I spent yesterday cleaning up some awful link spam that littered several of the domains I own. Some crafty fellow had stuffed hidden links to illegal MP3 sites in the footer of as many index files as they could find. I thought it’d be a good idea to document it in case anyone else runs into the same dilemma. Plus, hey, an excuse to write a multi-paragraph entry. Go me.
I’m not exactly sure _how_ the account was compromised, and I’d hate to point fingers without knowing. Could’ve been either of the two popular blogging software applications that are installed. Or it could’ve been a hack to the server in general. After some digging and some Googling, it turned out someone else had the exact same problem. A hidden directory was including a PHP file that was in turn including a
.txt file filled with SEO spam and inserting it by IP address to most of my domains. I quickly deleted these files, but the links were still there.

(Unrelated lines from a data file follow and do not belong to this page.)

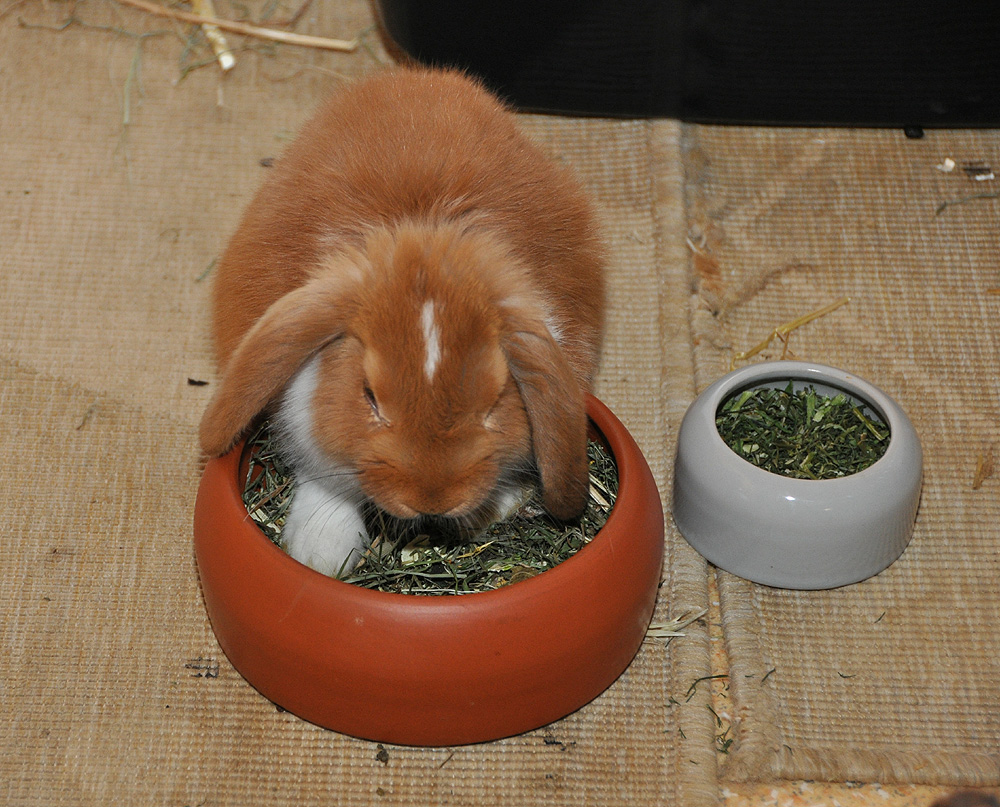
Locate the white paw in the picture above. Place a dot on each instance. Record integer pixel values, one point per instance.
(324, 529)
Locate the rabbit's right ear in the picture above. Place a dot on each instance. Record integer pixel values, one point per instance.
(271, 352)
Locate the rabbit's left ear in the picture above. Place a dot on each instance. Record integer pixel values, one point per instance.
(556, 414)
(272, 351)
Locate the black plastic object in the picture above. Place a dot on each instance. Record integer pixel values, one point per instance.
(854, 62)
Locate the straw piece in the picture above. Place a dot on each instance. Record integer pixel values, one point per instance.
(243, 28)
(215, 37)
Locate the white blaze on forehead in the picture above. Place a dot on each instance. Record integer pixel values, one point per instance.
(432, 338)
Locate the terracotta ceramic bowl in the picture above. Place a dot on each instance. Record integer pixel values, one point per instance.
(795, 533)
(432, 670)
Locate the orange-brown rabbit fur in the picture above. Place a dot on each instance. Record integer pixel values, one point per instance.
(418, 295)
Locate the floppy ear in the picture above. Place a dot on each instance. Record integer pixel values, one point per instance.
(270, 353)
(556, 414)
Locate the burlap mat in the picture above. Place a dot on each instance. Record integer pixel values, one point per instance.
(896, 678)
(121, 177)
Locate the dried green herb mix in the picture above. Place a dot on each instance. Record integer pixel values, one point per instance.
(802, 433)
(398, 560)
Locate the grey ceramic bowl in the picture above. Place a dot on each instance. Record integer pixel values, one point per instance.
(795, 533)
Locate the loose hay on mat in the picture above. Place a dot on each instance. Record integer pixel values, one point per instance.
(399, 559)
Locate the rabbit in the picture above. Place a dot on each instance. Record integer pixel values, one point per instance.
(416, 297)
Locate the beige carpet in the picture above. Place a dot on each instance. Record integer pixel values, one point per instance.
(120, 182)
(122, 175)
(896, 679)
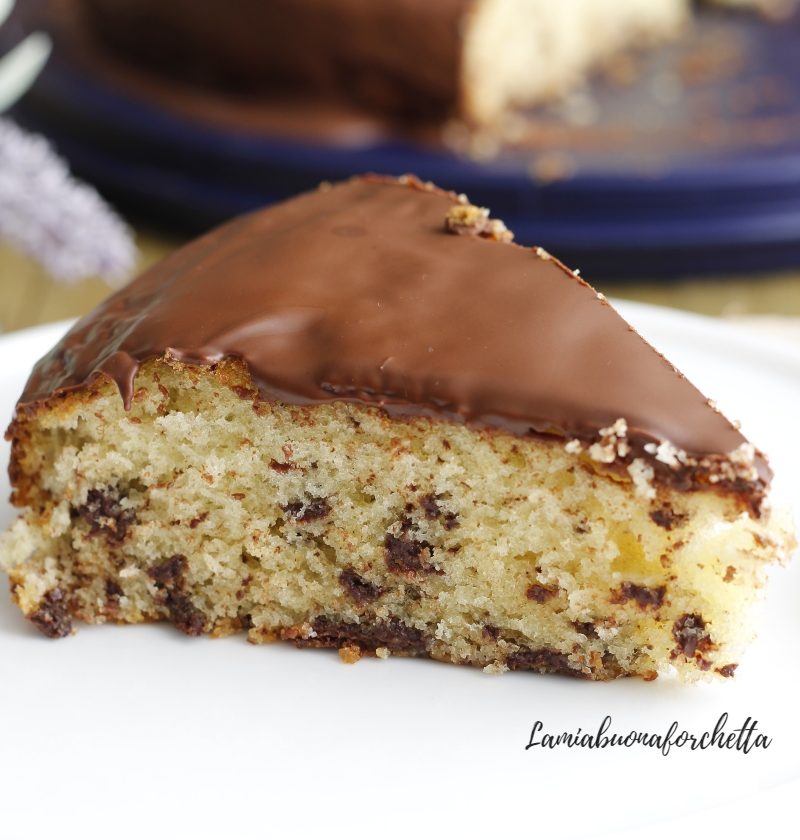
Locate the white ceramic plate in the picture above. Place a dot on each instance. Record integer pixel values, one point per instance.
(141, 732)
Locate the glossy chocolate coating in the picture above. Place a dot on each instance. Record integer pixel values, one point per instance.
(358, 292)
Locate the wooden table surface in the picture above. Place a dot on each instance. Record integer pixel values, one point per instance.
(30, 297)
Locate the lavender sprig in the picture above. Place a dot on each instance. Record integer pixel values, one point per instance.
(62, 223)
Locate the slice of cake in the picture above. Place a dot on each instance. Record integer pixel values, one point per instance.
(364, 419)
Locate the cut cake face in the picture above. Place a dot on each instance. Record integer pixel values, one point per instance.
(364, 419)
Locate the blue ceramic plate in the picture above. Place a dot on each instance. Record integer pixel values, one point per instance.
(691, 167)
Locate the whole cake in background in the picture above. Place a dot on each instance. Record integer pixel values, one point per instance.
(364, 419)
(472, 59)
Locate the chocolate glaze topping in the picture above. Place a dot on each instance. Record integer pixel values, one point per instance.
(359, 292)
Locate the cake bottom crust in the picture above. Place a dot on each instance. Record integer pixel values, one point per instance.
(335, 526)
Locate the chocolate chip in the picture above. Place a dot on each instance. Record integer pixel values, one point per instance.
(184, 615)
(665, 517)
(430, 505)
(359, 589)
(587, 628)
(53, 618)
(689, 631)
(367, 635)
(105, 515)
(645, 596)
(309, 510)
(113, 590)
(170, 577)
(170, 572)
(540, 593)
(198, 519)
(543, 660)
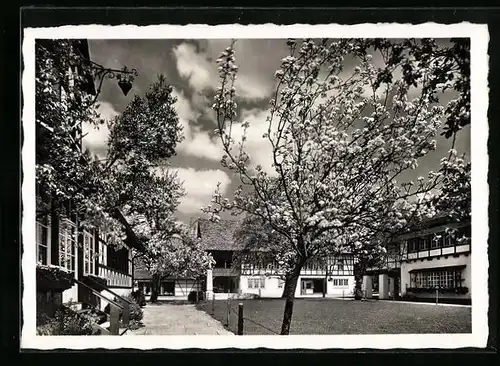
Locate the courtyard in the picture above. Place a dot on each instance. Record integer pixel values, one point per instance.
(335, 316)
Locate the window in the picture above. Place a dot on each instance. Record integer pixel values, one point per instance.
(258, 282)
(340, 264)
(67, 245)
(413, 245)
(42, 240)
(450, 278)
(88, 254)
(340, 282)
(437, 240)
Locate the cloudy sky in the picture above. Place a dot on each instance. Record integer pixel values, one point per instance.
(189, 66)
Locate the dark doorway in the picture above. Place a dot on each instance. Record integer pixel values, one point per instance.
(312, 286)
(168, 288)
(225, 284)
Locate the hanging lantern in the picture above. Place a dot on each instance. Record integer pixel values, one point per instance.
(125, 85)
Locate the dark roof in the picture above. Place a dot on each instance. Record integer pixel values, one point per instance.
(141, 274)
(217, 235)
(82, 46)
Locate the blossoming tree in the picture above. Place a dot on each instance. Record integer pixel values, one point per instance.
(340, 139)
(65, 173)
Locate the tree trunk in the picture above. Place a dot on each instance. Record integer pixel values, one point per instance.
(325, 284)
(155, 288)
(285, 287)
(290, 287)
(359, 271)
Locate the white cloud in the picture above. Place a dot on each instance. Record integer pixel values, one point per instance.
(200, 69)
(96, 137)
(195, 67)
(196, 142)
(258, 148)
(199, 186)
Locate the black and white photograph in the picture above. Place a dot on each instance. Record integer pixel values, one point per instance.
(307, 184)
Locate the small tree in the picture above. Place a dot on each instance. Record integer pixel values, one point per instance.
(339, 142)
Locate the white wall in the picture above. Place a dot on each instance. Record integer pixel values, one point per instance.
(272, 290)
(437, 263)
(71, 294)
(184, 287)
(119, 291)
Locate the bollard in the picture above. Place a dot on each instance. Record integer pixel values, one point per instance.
(240, 318)
(114, 319)
(126, 313)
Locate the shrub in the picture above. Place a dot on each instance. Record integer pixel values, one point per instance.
(136, 312)
(53, 278)
(67, 322)
(139, 298)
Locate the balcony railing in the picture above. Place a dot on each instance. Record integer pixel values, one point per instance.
(437, 252)
(225, 272)
(115, 278)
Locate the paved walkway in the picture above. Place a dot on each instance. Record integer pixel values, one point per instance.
(168, 319)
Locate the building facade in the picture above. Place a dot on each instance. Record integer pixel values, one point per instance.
(256, 274)
(428, 263)
(63, 245)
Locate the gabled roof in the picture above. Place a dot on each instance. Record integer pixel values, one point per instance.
(131, 240)
(217, 235)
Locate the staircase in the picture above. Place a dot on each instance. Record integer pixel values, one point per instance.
(115, 323)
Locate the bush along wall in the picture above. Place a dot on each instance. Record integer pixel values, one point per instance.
(431, 290)
(53, 278)
(67, 322)
(136, 313)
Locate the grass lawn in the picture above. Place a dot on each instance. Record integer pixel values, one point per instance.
(334, 316)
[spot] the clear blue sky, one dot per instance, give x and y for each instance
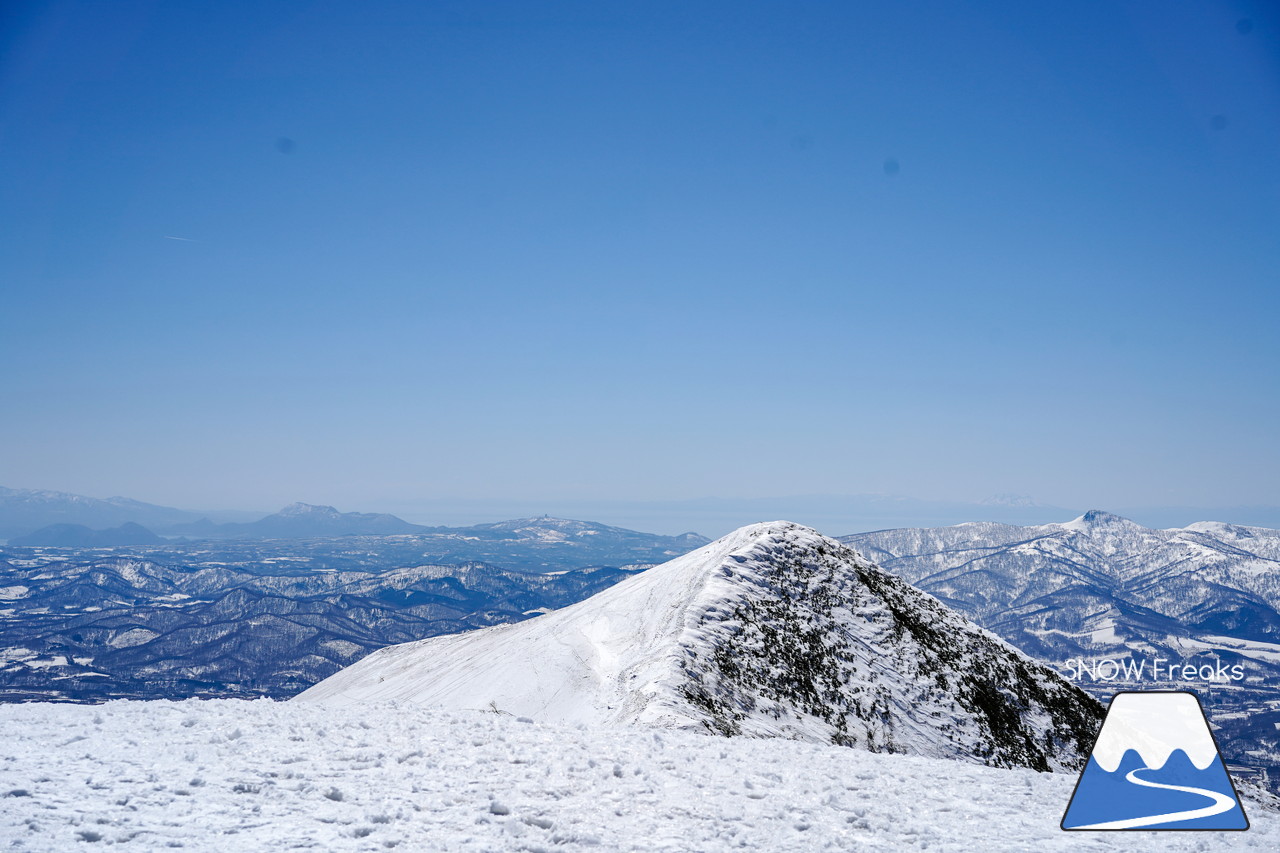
(629, 251)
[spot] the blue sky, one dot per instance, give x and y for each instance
(568, 252)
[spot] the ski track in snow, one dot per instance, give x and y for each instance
(231, 775)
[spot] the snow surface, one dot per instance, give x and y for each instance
(231, 775)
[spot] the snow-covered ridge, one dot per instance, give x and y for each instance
(773, 630)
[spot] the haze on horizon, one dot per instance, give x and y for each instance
(393, 254)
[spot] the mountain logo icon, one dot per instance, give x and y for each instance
(1155, 766)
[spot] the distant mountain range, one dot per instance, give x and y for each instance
(773, 630)
(23, 511)
(302, 521)
(126, 628)
(1104, 588)
(77, 536)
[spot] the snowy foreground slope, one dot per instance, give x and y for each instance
(246, 776)
(773, 630)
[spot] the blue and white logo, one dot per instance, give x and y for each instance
(1155, 766)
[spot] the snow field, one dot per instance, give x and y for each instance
(242, 776)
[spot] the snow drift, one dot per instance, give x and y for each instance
(773, 630)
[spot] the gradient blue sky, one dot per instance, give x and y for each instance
(577, 251)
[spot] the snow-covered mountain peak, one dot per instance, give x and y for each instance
(304, 510)
(1096, 520)
(772, 630)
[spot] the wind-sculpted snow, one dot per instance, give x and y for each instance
(773, 630)
(210, 776)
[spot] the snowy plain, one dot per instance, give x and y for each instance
(263, 775)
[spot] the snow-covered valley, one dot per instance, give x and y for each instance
(233, 775)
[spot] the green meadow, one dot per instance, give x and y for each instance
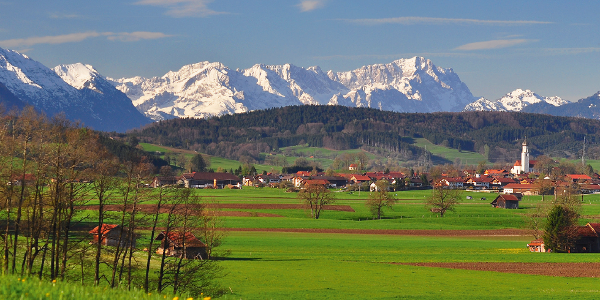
(298, 265)
(303, 265)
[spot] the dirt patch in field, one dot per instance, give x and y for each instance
(547, 269)
(448, 233)
(151, 208)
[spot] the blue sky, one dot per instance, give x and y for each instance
(549, 47)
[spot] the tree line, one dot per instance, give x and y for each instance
(340, 128)
(52, 170)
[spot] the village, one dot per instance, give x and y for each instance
(502, 188)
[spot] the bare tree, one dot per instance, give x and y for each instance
(380, 198)
(316, 196)
(443, 200)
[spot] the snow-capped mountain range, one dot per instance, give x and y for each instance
(516, 100)
(210, 89)
(77, 90)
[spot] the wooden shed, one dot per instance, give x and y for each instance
(506, 201)
(110, 234)
(180, 244)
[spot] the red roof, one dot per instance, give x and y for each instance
(518, 186)
(361, 178)
(579, 177)
(105, 229)
(316, 181)
(585, 231)
(538, 242)
(508, 197)
(595, 227)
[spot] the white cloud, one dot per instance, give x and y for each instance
(65, 16)
(570, 51)
(136, 36)
(494, 44)
(439, 21)
(78, 37)
(183, 8)
(308, 5)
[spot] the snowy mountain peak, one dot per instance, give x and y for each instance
(516, 100)
(78, 75)
(210, 89)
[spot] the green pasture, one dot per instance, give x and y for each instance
(341, 266)
(215, 161)
(466, 157)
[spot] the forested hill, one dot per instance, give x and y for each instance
(338, 127)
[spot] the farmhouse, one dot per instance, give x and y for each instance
(588, 240)
(506, 201)
(209, 180)
(110, 234)
(159, 181)
(180, 244)
(525, 189)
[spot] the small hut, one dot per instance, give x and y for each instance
(111, 234)
(506, 201)
(180, 244)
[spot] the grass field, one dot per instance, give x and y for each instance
(298, 265)
(466, 157)
(215, 161)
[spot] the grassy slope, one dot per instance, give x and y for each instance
(215, 162)
(466, 157)
(13, 287)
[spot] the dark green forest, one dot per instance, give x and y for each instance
(340, 128)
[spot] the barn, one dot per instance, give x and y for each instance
(111, 234)
(506, 201)
(179, 244)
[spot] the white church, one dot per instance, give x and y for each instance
(524, 165)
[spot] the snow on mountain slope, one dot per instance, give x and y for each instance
(516, 100)
(210, 89)
(417, 78)
(78, 91)
(33, 82)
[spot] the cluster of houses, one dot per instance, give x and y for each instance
(174, 243)
(587, 241)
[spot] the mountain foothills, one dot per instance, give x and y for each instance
(497, 135)
(78, 91)
(209, 89)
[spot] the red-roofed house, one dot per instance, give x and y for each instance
(209, 180)
(576, 178)
(588, 240)
(453, 183)
(180, 244)
(525, 189)
(356, 178)
(110, 234)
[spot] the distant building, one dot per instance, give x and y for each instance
(525, 165)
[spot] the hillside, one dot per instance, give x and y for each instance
(341, 128)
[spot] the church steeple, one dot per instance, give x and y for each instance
(525, 157)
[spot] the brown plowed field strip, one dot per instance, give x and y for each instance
(547, 269)
(410, 232)
(149, 208)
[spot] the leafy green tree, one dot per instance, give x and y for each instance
(443, 200)
(316, 196)
(197, 163)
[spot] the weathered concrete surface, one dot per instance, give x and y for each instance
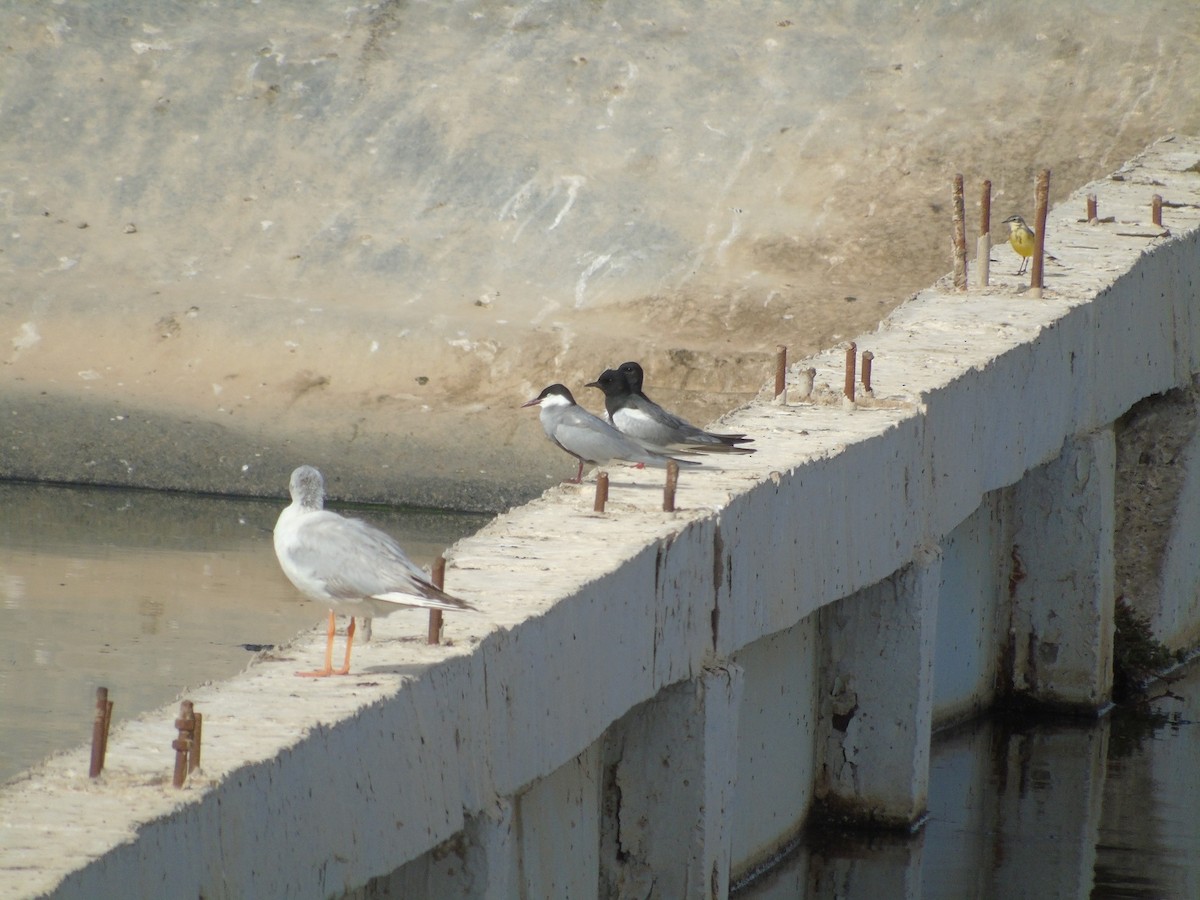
(244, 235)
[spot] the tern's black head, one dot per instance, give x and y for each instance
(557, 394)
(612, 383)
(633, 373)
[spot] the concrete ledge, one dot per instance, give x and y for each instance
(313, 789)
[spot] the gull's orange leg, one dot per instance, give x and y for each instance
(329, 652)
(349, 643)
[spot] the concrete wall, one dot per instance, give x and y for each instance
(653, 702)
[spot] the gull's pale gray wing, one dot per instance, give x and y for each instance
(355, 561)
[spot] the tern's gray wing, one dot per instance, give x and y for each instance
(593, 439)
(651, 424)
(355, 561)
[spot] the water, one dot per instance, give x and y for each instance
(145, 594)
(149, 594)
(1065, 809)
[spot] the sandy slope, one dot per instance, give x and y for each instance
(363, 237)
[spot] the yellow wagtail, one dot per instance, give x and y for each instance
(1021, 237)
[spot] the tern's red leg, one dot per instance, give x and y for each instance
(349, 643)
(329, 653)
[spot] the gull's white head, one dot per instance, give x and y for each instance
(307, 487)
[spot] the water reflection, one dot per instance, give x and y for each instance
(1103, 809)
(147, 594)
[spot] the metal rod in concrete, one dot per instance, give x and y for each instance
(1039, 232)
(183, 744)
(99, 732)
(960, 238)
(193, 757)
(601, 492)
(983, 243)
(438, 580)
(669, 490)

The baffling part was that when opening any of the compromised files, the links weren’t in the source. Grepp’ing for the spam had it showing up in multiple files, but opening the file to edit showed nothing, leaving me to believe that the links were being dynamically inserted somehow. It took a helpful tech support agent to show me I’d fallen for one of the oldest tricks in the book: the huge block of spam links was just _indented_ a ridiculous amount. I hadn’t noticed the horizontal scrollbar at the bottom of the text editor, and sure enough scrolling over approximately 10,367 pixels to the right, there the spam was.
So after cleaning up 20 or so index files, changing passwords and updating software, all seems well again. If you run into link spam, and the usual fixes don’t help, check your logs for suspicious
.txt includes, and beware of the “massive indent”.